In the Lahore Chronicle, for example, British writers repeatedly called for the sultan’s hanging and the “levelling” of his city. In a response article to the Chronicle, one reader demanded that the Jama Masjid not be spared for fear of offending Muslims. There was also a proposal to convert Jama Masjid into a church. These documents, proposals and demands resonated with the British forces in Derry. Even after the widespread looting and mass killing of adult men in Delhi, demands continued to be raised for the complete destruction of the city. In this way, mass murder, amounting to genocide, was justified on the basis of fabricated lies.
Similar unsubstantiated exaggerations circulated in the public domain in the immediate aftermath of the Hamas attack on Israel. The famous story of “40 Decapitated Babies” was born out of interviews with Israeli reservists by reporter Nicole Zedek. Similar claims were soon echoed by the Israeli Prime Minister and the US President, causing untold outrage around the world. A few days later, Zedek withdrew his report after finding no evidence to support the decapitation. However, by then the story had been widely published in the international media and was building public opinion in favor of large-scale retaliatory action in Gaza.
Calls for genocide to “completely destroy Gaza” emerged from various quarters and were supported by the Israel Defense Forces. These demands were often injected with religious and racist rhetoric that sought to portray Israelis as “children of light” and Palestinians as “children of darkness.”
Israeli operations in Gaza have so far included cutting off Gaza’s water, gas and electricity supplies, as well as bombing hospitals, homes, universities, refugee camps and border crossings. As of this writing, the Israeli military’s relentless bombing of Gaza has killed more than 10,000 people, many of them children. However, demands to “completely destroy Gaza” continue to be made.
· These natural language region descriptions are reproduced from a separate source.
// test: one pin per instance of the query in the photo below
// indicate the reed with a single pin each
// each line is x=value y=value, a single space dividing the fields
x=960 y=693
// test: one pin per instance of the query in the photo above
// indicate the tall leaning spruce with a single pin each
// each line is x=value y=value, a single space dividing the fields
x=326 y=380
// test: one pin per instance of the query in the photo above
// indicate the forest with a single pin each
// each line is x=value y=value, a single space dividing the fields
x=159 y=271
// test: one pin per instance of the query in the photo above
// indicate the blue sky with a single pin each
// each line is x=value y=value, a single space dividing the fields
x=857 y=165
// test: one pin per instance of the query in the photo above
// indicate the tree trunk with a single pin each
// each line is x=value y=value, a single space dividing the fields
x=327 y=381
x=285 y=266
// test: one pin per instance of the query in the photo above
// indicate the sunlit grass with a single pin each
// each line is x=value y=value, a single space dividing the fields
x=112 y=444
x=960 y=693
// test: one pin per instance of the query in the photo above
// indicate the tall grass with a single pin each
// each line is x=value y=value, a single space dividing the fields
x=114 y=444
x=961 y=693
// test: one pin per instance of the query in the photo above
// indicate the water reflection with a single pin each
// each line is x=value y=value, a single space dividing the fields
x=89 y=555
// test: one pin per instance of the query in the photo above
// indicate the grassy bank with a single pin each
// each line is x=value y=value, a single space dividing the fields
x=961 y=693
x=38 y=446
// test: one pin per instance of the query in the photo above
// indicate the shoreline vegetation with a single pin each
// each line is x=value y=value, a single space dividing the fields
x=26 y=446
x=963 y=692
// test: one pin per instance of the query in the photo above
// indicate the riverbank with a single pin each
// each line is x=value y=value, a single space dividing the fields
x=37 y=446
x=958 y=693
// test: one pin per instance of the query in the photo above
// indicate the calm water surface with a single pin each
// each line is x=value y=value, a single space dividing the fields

These operations are war crimes even according to the narrowest definition of the term, but they are retaliation justified on the basis of unsubstantiated claims that Palestinian militants beheaded children and raped women. . The October 7th Hamas attack was extremely violent, but these layers of exaggeration added to the narrative surrounding the attack have helped create a monstrous image of Palestinians as a whole, and now they are Bombings of homes and schools seem less tragic.
If there’s one thing we can learn from comparing Britain’s 1857 retaliation with Israel’s alleged retaliation in 2023, it’s the fact that colonial strategy remains more or less unchanged. On the one hand, it refuses to acknowledge indirect colonial violence, manifested in discriminatory laws, apartheid walls, settlements, and checkpoints. On the other hand, direct colonial violence is justified by dehumanizing indigenous peoples and creating an image of “.human animal”, can only be cracked down with tremendous and indiscriminate violence.